In studying Christianity worldwide, Phillip Jenkins states in his book The Next Christendom: The Coming of Global Christianity:
Assuming no great gains or losses through conversion, then there would be around 2.6 billion Christians, of whom 695 million would live in Africa, 610 million in Latin America, and 480 million in Asia. Europe, with 574 million, would have slipped into third place. Africa and Latin America would thus be in competition for the title of most Christian continent…By 2050 only one-fifth of the world’s 3.2 billion Christians will be non-Hispanic whites. Soon, the phrase “a white Christian” may sound like a curious oxymoron, as mildly surprising as a “Swedish Buddhist.”
When I think about what Jenkins is stating in light of our most recent reading, Christian Theology and African Traditions, I cannot help but to ponder our missiology in these newly formed centers of Christianity. In other words, Matthew Michael’s book points out ideas about theology, bibliology, Christology and many more, that are shaping what was once known as the Dark Continent, and how these ideas are fitting into a specific African context. In his introduction, he states:
The failure of Christianity to have a formidable impact on the continent is because the failure of Christianity to engage the worldview of the African people. These African worldviews are daily encouraged and practiced on the continent despite the increasing Westernization of Africa in terms of clothing, housing, language, occupation, and lifestyle. It is the basic level that Christianity must engage…this Christianizing agenda has unfortunately taken place without adequate understanding of the African worldview. The church has merely taken interest in the external issues surrounding the African people, however, it has not adequately engaged the African worldview in terms of close dialogue (p. 13).
While Michael does not specifically state this, our missiology within this continent has often looked more like colonization. Despite our best intentions, we have done our best to make African church look like the Western church and have not addressed the need for a change in worldview.
If what Michael’s says is true, then there is a great deal of work left to be done around the globe. If one-fourth of Christianity is found in Africa, then we certainly in the West have a vested interest in seeing sound theology flowing both in and out of Africa. It is for this reason that a great deal of our (Abundant Life Church in Grapevine) resources that go around the world are focused on training and developing indigenous pastors. Over the next five years, our goal is to pour about $500,000 into places like Cuba, Liberia, North Africa, and Sri Lanka in order to train local pastors that understand both their context and proper theology.
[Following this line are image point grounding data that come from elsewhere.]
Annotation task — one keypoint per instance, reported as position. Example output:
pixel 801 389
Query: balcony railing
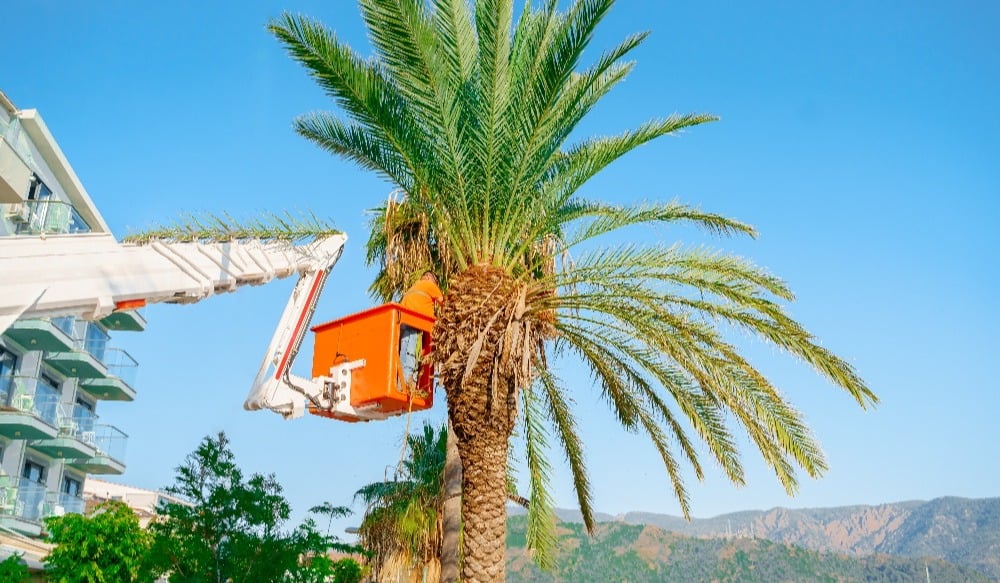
pixel 109 441
pixel 75 421
pixel 91 338
pixel 65 323
pixel 121 364
pixel 63 503
pixel 28 395
pixel 49 217
pixel 22 498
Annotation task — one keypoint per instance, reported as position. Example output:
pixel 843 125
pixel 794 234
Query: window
pixel 72 486
pixel 34 472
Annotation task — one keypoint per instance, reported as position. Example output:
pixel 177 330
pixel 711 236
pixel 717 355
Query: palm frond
pixel 224 227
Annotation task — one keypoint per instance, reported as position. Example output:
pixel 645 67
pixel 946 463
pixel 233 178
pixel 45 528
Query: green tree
pixel 230 528
pixel 106 546
pixel 470 113
pixel 402 525
pixel 13 570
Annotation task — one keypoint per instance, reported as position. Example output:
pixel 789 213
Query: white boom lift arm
pixel 91 275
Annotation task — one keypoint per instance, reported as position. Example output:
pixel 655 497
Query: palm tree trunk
pixel 452 529
pixel 482 409
pixel 484 507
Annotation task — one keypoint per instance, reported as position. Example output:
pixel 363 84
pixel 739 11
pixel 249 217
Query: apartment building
pixel 54 372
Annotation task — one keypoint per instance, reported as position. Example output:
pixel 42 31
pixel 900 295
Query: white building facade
pixel 54 372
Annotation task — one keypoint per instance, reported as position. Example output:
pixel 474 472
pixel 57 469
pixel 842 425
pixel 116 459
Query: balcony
pixel 23 505
pixel 84 360
pixel 63 503
pixel 45 217
pixel 125 321
pixel 117 383
pixel 50 334
pixel 75 439
pixel 27 408
pixel 109 444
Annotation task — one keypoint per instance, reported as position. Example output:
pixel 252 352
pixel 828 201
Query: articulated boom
pixel 91 275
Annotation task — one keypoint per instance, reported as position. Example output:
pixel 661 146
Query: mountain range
pixel 962 531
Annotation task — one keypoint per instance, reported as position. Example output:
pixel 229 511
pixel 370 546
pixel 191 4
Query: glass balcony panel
pixel 30 502
pixel 28 409
pixel 91 338
pixel 50 334
pixel 8 495
pixel 27 395
pixel 110 442
pixel 48 216
pixel 84 418
pixel 6 387
pixel 66 324
pixel 121 365
pixel 69 503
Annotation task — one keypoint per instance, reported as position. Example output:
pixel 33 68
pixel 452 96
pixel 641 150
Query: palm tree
pixel 402 527
pixel 468 112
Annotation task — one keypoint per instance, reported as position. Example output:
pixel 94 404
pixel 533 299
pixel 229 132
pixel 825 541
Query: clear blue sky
pixel 862 139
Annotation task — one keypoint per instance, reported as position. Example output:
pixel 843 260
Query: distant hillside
pixel 960 530
pixel 640 554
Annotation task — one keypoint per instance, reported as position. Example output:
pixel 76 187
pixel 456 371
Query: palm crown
pixel 469 114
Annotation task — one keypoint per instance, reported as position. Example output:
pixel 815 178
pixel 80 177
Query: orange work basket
pixel 373 335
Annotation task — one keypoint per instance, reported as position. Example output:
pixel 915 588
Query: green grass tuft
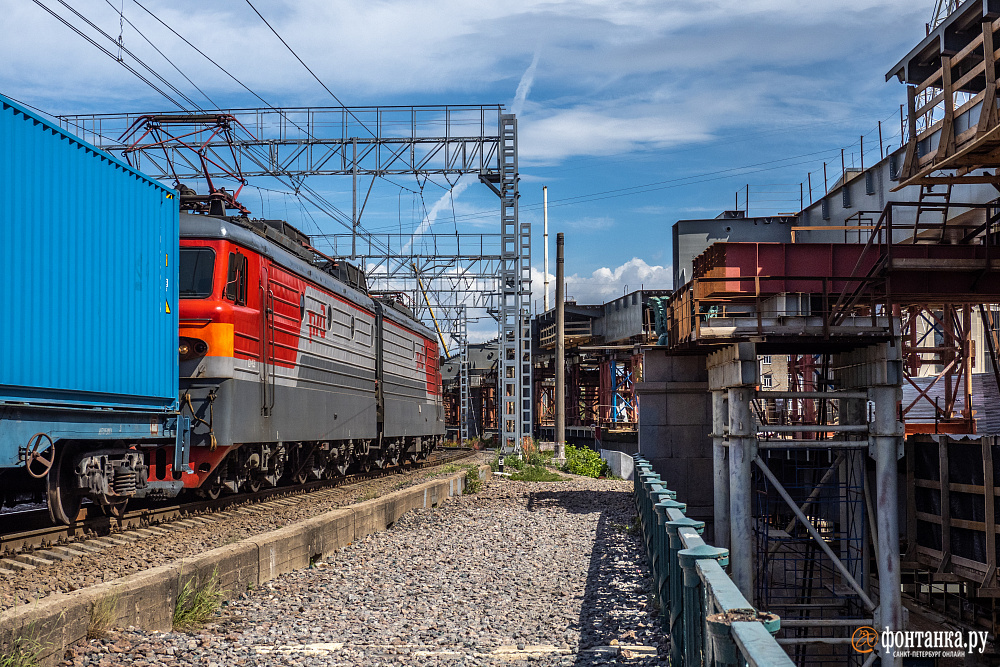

Now, the purpose behind this is two-fold. First, I believe that the world is effectively reached by the indigenous population. While Christian missionaries have been effective with crusades, medical projects, revivals and many more ideas, these are merely tools and not the end game. The effective missionary trains, educates, and resources the local population to reach the lost. The same strategy that works for the Christian church (see Ephesians 4) should work in missions. We should be equipping the local population to do the work of the ministry. Secondly, how we train the indigenous pastor will have a reciprocal effect. If Christianity is growing around the world, but shrinking in the West, then what we leave the indigenous population may have a profound effect upon generations of Western people. Simply stated, the theology, bibliology, and Christology that we teach around the globe will be the same that our grandchildren and great grandchildren will hear when Christian missionaries from Africa, Cuba, and other regions come to the West to reignite the spark of Christianity that has been lost.
The Apostle Paul’s second letter to Timothy was his last letter he would write. Paul could have focused on a number of issues. He could have talked about the Holy Spirit, he could have talked about the future hope that we have, but Paul did not do that. Instead, he wanted to remind Timothy of the importance of doctrine. Paul tells Timothy:
But as for you, continue in what you have learned and have firmly believed, knowing from whom you learned it and how from childhood you have been acquainted with the sacred writings, which are able to make you wise for salvation through faith in Christ Jesus. All Scripture is breathed out by God and profitable for teaching, for reproof, for correction, and for training in righteousness, that the man of God may be complete, equipped for every good work (2 Tim. 3:14-17, ESV).
Michael’s is attempting to do the same as Paul within an African context. He is trying to connect the doctrine of the church in light of an African understanding in order to equip the men and women of God more thoroughly within this post-western Christianity context.
 Phillip Jenkins, The Next Christendom: The Coming of Global Christianity, (Oxford University Press: New York, 2011), 3.